Think of Xage Agent Sentry as a security checkpoint for AI agents. Every action is evaluated against policy before it is allowed to proceed, creating a control and visibility layer around the agent itself, not just the systems it connects to.
Key Takeaways
- OpenClaw agents can autonomously interact with tools, files, and external systems.
- Prompt injection attacks can manipulate agents into performing unauthorized actions.
- The rise of local AI agents increases the potential impact of compromised agent behavior.
- Prompt guardrails alone cannot reliably prevent agent abuse.
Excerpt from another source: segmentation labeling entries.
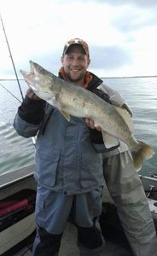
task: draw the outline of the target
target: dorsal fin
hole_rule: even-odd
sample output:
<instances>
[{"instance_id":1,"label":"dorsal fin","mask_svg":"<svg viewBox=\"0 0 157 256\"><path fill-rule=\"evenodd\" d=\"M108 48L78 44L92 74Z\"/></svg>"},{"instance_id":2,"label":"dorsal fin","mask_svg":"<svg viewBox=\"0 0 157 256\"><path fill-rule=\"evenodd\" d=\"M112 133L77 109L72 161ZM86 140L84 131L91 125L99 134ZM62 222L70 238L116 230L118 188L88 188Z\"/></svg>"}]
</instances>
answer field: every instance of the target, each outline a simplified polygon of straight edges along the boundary
<instances>
[{"instance_id":1,"label":"dorsal fin","mask_svg":"<svg viewBox=\"0 0 157 256\"><path fill-rule=\"evenodd\" d=\"M131 131L131 133L134 133L134 126L133 126L133 121L129 114L128 111L125 110L125 108L119 108L119 107L115 107L113 108L117 110L117 112L121 115L126 125L128 125L129 130Z\"/></svg>"}]
</instances>

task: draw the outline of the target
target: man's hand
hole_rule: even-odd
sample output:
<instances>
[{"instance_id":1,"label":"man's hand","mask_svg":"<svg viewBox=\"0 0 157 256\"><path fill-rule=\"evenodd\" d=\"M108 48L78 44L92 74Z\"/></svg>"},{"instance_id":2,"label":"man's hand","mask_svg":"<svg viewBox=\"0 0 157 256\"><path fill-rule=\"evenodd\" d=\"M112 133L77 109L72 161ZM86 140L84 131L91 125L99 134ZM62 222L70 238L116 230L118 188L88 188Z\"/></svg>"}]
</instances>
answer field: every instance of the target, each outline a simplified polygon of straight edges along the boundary
<instances>
[{"instance_id":1,"label":"man's hand","mask_svg":"<svg viewBox=\"0 0 157 256\"><path fill-rule=\"evenodd\" d=\"M92 119L85 119L85 123L86 123L87 126L89 126L91 129L96 129L98 131L102 131L101 126L95 126L94 121Z\"/></svg>"},{"instance_id":2,"label":"man's hand","mask_svg":"<svg viewBox=\"0 0 157 256\"><path fill-rule=\"evenodd\" d=\"M33 92L33 90L29 88L26 90L26 96L28 98L30 98L31 100L35 100L35 101L39 101L41 100L39 97L37 96L37 95Z\"/></svg>"}]
</instances>

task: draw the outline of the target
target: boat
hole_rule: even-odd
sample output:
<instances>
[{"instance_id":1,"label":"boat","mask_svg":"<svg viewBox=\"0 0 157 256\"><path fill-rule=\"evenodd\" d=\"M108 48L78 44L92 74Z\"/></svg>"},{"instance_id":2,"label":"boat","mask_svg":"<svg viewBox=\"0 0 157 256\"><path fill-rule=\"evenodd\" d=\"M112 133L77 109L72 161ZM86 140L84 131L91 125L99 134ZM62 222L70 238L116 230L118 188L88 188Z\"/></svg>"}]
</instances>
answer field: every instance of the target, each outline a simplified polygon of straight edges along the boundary
<instances>
[{"instance_id":1,"label":"boat","mask_svg":"<svg viewBox=\"0 0 157 256\"><path fill-rule=\"evenodd\" d=\"M32 255L36 224L34 219L36 183L34 165L21 167L15 172L1 175L0 178L0 255ZM157 175L139 175L148 197L150 211L157 230ZM105 240L108 241L108 253L121 250L121 255L132 255L123 231L116 207L105 188L102 212L100 223ZM76 230L70 222L65 230L61 246L61 256L78 255L76 247ZM70 246L70 247L68 247ZM110 249L109 249L110 248ZM65 254L65 250L68 251ZM125 254L124 254L125 250ZM62 253L61 253L62 252ZM112 254L113 252L113 254ZM116 254L118 255L118 254Z\"/></svg>"}]
</instances>

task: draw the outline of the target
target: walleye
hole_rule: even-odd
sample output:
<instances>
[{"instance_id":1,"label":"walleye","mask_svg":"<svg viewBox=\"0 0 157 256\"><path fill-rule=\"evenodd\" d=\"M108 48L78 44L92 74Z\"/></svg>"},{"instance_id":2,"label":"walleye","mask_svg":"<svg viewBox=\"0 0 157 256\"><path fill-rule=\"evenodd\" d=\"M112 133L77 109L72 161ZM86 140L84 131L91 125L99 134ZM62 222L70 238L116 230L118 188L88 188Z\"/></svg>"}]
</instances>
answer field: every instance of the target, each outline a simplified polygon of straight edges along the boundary
<instances>
[{"instance_id":1,"label":"walleye","mask_svg":"<svg viewBox=\"0 0 157 256\"><path fill-rule=\"evenodd\" d=\"M69 121L70 115L90 118L95 125L102 127L107 148L118 143L119 139L130 148L135 168L139 171L144 160L150 159L154 149L133 135L133 124L128 112L111 105L91 91L66 82L38 63L30 61L31 72L20 70L24 79L41 99L56 108Z\"/></svg>"}]
</instances>

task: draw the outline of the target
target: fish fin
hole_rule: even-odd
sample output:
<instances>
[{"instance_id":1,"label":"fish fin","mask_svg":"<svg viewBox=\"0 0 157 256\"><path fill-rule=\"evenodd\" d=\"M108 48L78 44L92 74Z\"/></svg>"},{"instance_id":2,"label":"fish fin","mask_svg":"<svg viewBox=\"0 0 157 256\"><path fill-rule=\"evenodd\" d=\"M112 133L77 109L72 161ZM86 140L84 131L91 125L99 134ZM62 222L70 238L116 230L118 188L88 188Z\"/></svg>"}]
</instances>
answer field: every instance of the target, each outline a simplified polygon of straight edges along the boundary
<instances>
[{"instance_id":1,"label":"fish fin","mask_svg":"<svg viewBox=\"0 0 157 256\"><path fill-rule=\"evenodd\" d=\"M139 149L131 152L134 167L138 172L141 170L145 160L148 160L154 154L154 149L143 142L139 141Z\"/></svg>"},{"instance_id":2,"label":"fish fin","mask_svg":"<svg viewBox=\"0 0 157 256\"><path fill-rule=\"evenodd\" d=\"M119 144L119 139L116 137L111 136L107 132L102 131L103 142L107 148L117 146Z\"/></svg>"},{"instance_id":3,"label":"fish fin","mask_svg":"<svg viewBox=\"0 0 157 256\"><path fill-rule=\"evenodd\" d=\"M69 122L70 121L70 115L68 113L65 112L64 110L60 110L61 114L65 117L65 119Z\"/></svg>"},{"instance_id":4,"label":"fish fin","mask_svg":"<svg viewBox=\"0 0 157 256\"><path fill-rule=\"evenodd\" d=\"M126 123L126 125L129 127L129 130L131 131L131 133L134 133L133 121L132 121L132 119L131 119L131 115L129 114L128 111L126 109L119 108L119 107L113 106L113 108L121 115L121 117Z\"/></svg>"}]
</instances>

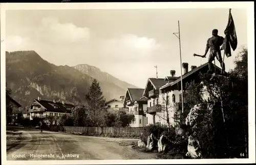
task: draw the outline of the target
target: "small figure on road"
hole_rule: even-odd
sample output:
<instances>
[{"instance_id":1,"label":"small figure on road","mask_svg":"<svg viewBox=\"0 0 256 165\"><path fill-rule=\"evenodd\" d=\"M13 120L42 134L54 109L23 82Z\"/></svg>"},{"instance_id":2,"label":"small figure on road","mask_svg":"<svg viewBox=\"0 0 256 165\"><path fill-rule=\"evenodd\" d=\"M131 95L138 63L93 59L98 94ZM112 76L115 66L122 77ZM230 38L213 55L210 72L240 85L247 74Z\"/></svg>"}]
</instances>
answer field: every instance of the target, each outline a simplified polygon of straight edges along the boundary
<instances>
[{"instance_id":1,"label":"small figure on road","mask_svg":"<svg viewBox=\"0 0 256 165\"><path fill-rule=\"evenodd\" d=\"M221 64L222 67L223 73L225 73L225 64L222 62L222 58L221 57L221 53L220 46L223 43L224 38L218 35L218 31L217 29L214 29L212 32L212 37L208 38L207 41L205 53L202 57L205 57L208 53L209 49L210 49L210 55L208 59L209 70L212 73L212 61L214 60L215 57ZM223 63L223 66L222 66Z\"/></svg>"},{"instance_id":2,"label":"small figure on road","mask_svg":"<svg viewBox=\"0 0 256 165\"><path fill-rule=\"evenodd\" d=\"M40 125L40 128L41 129L41 133L42 133L42 123L41 122Z\"/></svg>"}]
</instances>

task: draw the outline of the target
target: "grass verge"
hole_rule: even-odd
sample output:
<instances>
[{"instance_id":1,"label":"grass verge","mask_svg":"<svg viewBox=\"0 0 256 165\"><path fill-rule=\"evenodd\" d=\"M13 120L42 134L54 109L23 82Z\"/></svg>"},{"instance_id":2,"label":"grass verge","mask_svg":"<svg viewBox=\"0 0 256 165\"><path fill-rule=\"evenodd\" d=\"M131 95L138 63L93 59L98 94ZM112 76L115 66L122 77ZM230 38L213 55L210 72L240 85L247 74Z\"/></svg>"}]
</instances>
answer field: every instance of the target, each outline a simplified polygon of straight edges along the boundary
<instances>
[{"instance_id":1,"label":"grass verge","mask_svg":"<svg viewBox=\"0 0 256 165\"><path fill-rule=\"evenodd\" d=\"M9 151L11 148L17 146L25 139L20 134L13 135L8 134L6 135L6 150Z\"/></svg>"}]
</instances>

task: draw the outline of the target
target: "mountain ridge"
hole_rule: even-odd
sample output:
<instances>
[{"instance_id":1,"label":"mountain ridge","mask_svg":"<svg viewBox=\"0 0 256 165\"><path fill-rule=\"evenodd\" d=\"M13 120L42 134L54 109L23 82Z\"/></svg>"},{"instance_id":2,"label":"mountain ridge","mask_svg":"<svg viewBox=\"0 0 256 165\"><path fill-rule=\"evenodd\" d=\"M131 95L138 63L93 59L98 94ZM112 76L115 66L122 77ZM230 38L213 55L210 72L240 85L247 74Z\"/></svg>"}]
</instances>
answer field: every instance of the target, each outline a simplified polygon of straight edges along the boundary
<instances>
[{"instance_id":1,"label":"mountain ridge","mask_svg":"<svg viewBox=\"0 0 256 165\"><path fill-rule=\"evenodd\" d=\"M67 65L55 65L34 51L6 52L6 82L12 89L13 98L25 107L38 97L70 103L84 103L84 96L94 79L99 82L106 101L124 95L125 85L127 88L133 86L127 83L128 85L123 85L119 82L116 85L104 79L99 80L88 75L91 74L90 70L87 75ZM99 70L96 76L104 75Z\"/></svg>"}]
</instances>

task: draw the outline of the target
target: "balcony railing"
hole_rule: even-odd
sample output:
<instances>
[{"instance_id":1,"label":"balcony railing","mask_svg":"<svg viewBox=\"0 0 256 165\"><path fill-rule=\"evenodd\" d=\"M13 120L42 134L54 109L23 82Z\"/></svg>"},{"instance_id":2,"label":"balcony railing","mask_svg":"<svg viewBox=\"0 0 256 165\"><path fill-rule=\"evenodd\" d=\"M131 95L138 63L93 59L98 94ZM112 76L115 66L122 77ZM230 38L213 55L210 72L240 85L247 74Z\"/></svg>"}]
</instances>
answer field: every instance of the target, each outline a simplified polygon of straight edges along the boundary
<instances>
[{"instance_id":1,"label":"balcony railing","mask_svg":"<svg viewBox=\"0 0 256 165\"><path fill-rule=\"evenodd\" d=\"M162 106L160 104L157 104L153 107L147 107L146 112L148 113L161 112L162 111Z\"/></svg>"},{"instance_id":2,"label":"balcony railing","mask_svg":"<svg viewBox=\"0 0 256 165\"><path fill-rule=\"evenodd\" d=\"M174 103L174 109L176 111L181 110L182 109L181 103Z\"/></svg>"},{"instance_id":3,"label":"balcony railing","mask_svg":"<svg viewBox=\"0 0 256 165\"><path fill-rule=\"evenodd\" d=\"M156 98L158 97L158 90L151 90L148 91L148 98Z\"/></svg>"},{"instance_id":4,"label":"balcony railing","mask_svg":"<svg viewBox=\"0 0 256 165\"><path fill-rule=\"evenodd\" d=\"M41 108L33 108L33 109L30 109L29 112L44 112L45 110Z\"/></svg>"},{"instance_id":5,"label":"balcony railing","mask_svg":"<svg viewBox=\"0 0 256 165\"><path fill-rule=\"evenodd\" d=\"M124 110L128 111L129 108L128 107L118 107L118 108L106 108L108 110L110 111L118 111L118 110Z\"/></svg>"},{"instance_id":6,"label":"balcony railing","mask_svg":"<svg viewBox=\"0 0 256 165\"><path fill-rule=\"evenodd\" d=\"M143 110L139 110L139 111L128 111L128 114L133 114L133 115L143 115L144 111Z\"/></svg>"}]
</instances>

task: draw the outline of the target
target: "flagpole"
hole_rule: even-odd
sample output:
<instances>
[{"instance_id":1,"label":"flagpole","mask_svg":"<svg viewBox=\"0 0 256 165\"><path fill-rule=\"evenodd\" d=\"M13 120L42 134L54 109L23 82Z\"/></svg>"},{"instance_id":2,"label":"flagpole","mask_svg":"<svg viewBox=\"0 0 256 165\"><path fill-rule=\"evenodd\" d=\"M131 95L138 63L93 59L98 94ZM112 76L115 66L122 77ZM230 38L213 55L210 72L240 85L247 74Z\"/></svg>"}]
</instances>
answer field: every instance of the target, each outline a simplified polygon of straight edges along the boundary
<instances>
[{"instance_id":1,"label":"flagpole","mask_svg":"<svg viewBox=\"0 0 256 165\"><path fill-rule=\"evenodd\" d=\"M182 85L182 60L181 58L181 46L180 44L180 21L178 21L178 26L179 27L179 32L174 33L176 37L179 39L179 43L180 44L180 83L181 85L181 108L182 109L182 113L183 113L183 86ZM179 36L177 36L176 34L179 34Z\"/></svg>"},{"instance_id":2,"label":"flagpole","mask_svg":"<svg viewBox=\"0 0 256 165\"><path fill-rule=\"evenodd\" d=\"M229 9L229 13L231 13L231 9ZM221 74L222 74L222 71L223 71L223 63L224 63L224 58L225 58L225 50L224 50L224 53L223 53L223 59L222 60L222 64L221 65Z\"/></svg>"}]
</instances>

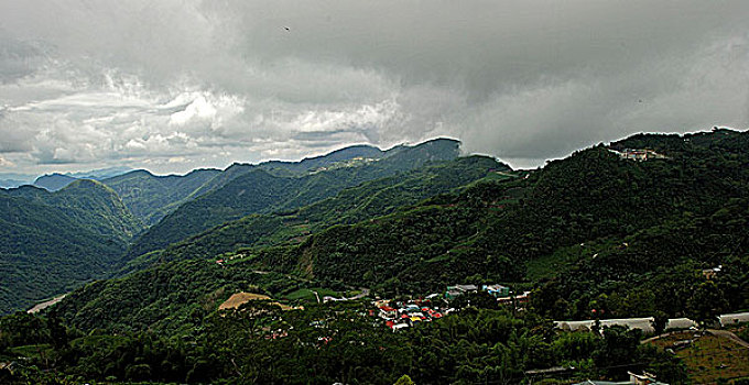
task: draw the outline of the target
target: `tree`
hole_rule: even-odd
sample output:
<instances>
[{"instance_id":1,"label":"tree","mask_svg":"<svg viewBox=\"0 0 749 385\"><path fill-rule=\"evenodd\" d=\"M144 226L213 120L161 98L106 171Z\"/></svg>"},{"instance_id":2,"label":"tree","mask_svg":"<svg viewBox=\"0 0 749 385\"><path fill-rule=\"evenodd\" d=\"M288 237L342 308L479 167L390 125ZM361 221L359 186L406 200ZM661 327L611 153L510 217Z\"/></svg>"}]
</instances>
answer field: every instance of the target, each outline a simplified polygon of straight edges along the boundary
<instances>
[{"instance_id":1,"label":"tree","mask_svg":"<svg viewBox=\"0 0 749 385\"><path fill-rule=\"evenodd\" d=\"M408 374L404 374L402 377L398 378L395 384L393 385L416 385L411 377L409 377Z\"/></svg>"},{"instance_id":2,"label":"tree","mask_svg":"<svg viewBox=\"0 0 749 385\"><path fill-rule=\"evenodd\" d=\"M665 311L655 310L651 323L655 329L655 334L660 334L665 331L665 327L669 324L669 315Z\"/></svg>"},{"instance_id":3,"label":"tree","mask_svg":"<svg viewBox=\"0 0 749 385\"><path fill-rule=\"evenodd\" d=\"M703 282L692 293L686 302L686 316L702 328L715 323L718 316L728 307L718 286L712 282Z\"/></svg>"}]
</instances>

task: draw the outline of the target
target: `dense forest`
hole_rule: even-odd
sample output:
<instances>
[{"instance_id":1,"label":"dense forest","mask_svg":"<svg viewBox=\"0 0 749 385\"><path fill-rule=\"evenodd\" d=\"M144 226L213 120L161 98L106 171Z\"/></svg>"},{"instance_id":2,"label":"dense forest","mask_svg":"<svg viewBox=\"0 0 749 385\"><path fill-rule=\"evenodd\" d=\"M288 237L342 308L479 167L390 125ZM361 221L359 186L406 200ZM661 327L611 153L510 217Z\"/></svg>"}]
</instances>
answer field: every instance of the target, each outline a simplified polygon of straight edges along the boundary
<instances>
[{"instance_id":1,"label":"dense forest","mask_svg":"<svg viewBox=\"0 0 749 385\"><path fill-rule=\"evenodd\" d=\"M93 180L56 193L0 189L0 314L117 268L141 222L117 194Z\"/></svg>"},{"instance_id":2,"label":"dense forest","mask_svg":"<svg viewBox=\"0 0 749 385\"><path fill-rule=\"evenodd\" d=\"M748 133L639 134L532 170L457 155L441 140L235 165L135 240L118 277L3 318L0 362L24 355L12 380L52 383L514 384L555 367L558 383L648 371L681 384L685 363L639 330L552 320L709 326L749 310ZM23 199L42 205L35 194ZM464 297L395 333L369 314L367 298L498 283L530 301ZM273 299L219 310L237 293Z\"/></svg>"}]
</instances>

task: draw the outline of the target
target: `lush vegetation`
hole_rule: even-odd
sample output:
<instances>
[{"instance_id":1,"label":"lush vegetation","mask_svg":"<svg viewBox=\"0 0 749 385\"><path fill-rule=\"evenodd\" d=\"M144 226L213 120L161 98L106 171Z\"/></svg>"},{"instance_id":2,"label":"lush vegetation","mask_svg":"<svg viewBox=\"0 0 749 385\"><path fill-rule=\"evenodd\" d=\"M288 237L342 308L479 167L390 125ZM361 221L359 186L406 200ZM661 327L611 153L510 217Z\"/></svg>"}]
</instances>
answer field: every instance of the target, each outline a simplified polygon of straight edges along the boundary
<instances>
[{"instance_id":1,"label":"lush vegetation","mask_svg":"<svg viewBox=\"0 0 749 385\"><path fill-rule=\"evenodd\" d=\"M434 140L414 147L398 147L400 151L378 162L302 176L279 175L267 167L253 167L167 215L138 239L129 256L163 249L251 213L297 209L335 196L347 187L413 169L427 162L455 158L458 145L457 141ZM273 165L279 166L281 163Z\"/></svg>"},{"instance_id":2,"label":"lush vegetation","mask_svg":"<svg viewBox=\"0 0 749 385\"><path fill-rule=\"evenodd\" d=\"M0 314L116 268L140 222L100 183L0 190Z\"/></svg>"},{"instance_id":3,"label":"lush vegetation","mask_svg":"<svg viewBox=\"0 0 749 385\"><path fill-rule=\"evenodd\" d=\"M298 210L252 215L211 229L151 255L162 261L211 257L247 248L302 242L308 234L334 224L349 224L388 215L399 208L476 180L507 172L509 167L484 156L460 157L431 164L391 177L347 188ZM509 178L510 176L504 176ZM141 261L135 261L140 263Z\"/></svg>"},{"instance_id":4,"label":"lush vegetation","mask_svg":"<svg viewBox=\"0 0 749 385\"><path fill-rule=\"evenodd\" d=\"M362 304L281 311L252 301L196 321L192 337L153 332L82 334L57 318L23 314L0 322L0 355L23 354L13 378L231 384L515 384L561 365L573 378L621 377L648 370L674 383L684 365L640 333L561 333L532 314L466 308L459 315L393 333ZM0 372L1 373L1 372ZM0 374L1 375L1 374ZM7 374L8 375L8 374ZM538 380L538 377L536 377Z\"/></svg>"},{"instance_id":5,"label":"lush vegetation","mask_svg":"<svg viewBox=\"0 0 749 385\"><path fill-rule=\"evenodd\" d=\"M102 182L117 191L135 217L152 226L189 200L219 173L218 169L196 169L184 176L155 176L138 169Z\"/></svg>"},{"instance_id":6,"label":"lush vegetation","mask_svg":"<svg viewBox=\"0 0 749 385\"><path fill-rule=\"evenodd\" d=\"M141 238L132 250L183 241L131 254L148 267L82 287L46 318L0 321L0 354L29 358L11 380L509 384L560 366L569 380L648 370L681 384L694 371L639 331L551 320L654 316L662 330L669 317L708 326L749 310L749 133L636 135L523 173L435 163L455 155L449 143L325 170L237 165ZM611 151L626 148L662 156ZM457 314L393 333L365 301L316 300L456 283L529 289L530 304L509 312L467 296ZM218 310L239 292L305 308Z\"/></svg>"}]
</instances>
- Deterministic policy enforcement prevents agents from acting outside approved permissions.
- Xage Agent Sentry provides visibility and control over every agent action.
Final Thoughts
The OpenClaw example demonstrates how easily an AI agent can be manipulated when hidden instructions are embedded in content it is asked to process. The agent is not acting maliciously, it is following instructions. As organizations deploy increasingly capable AI agents across laptops, desktops, cloud environments, and enterprise systems, security must focus on controlling actions, not just influencing behavior. Deterministic policy enforcement ensures agents can only do what they are authorized to do, regardless of how they are instructed.
Frequently Asked Questions
What is OpenClaw?
OpenClaw is an open-source AI agent framework that can use tools, access data sources, and perform multi-step tasks autonomously across local and remote systems.
Can OpenClaw run on a laptop?
Yes. OpenClaw can be deployed on laptops, desktops, servers, or cloud infrastructure, depending on the use case and available resources.
What is prompt injection?
Prompt injection is an attack technique in which malicious instructions are embedded within documents, websites, emails, social media posts or other content that an AI agent processes. The goal is to manipulate the agent into performing unauthorized actions.
Why aren’t prompt guardrails enough?
Prompt guardrails rely on human-language interpretation and can be bypassed through jailbreaks or adversarial prompts. Deterministic policy controls enforce what an agent is allowed to do regardless of the instructions it receives.
How does Xage Agent Sentry secure AI agents?
Xage Agent Sentry evaluates every agent action against policy before execution, allowing organizations to enforce least-privilege access, block unauthorized actions, and maintain a complete audit trail of agent behavior.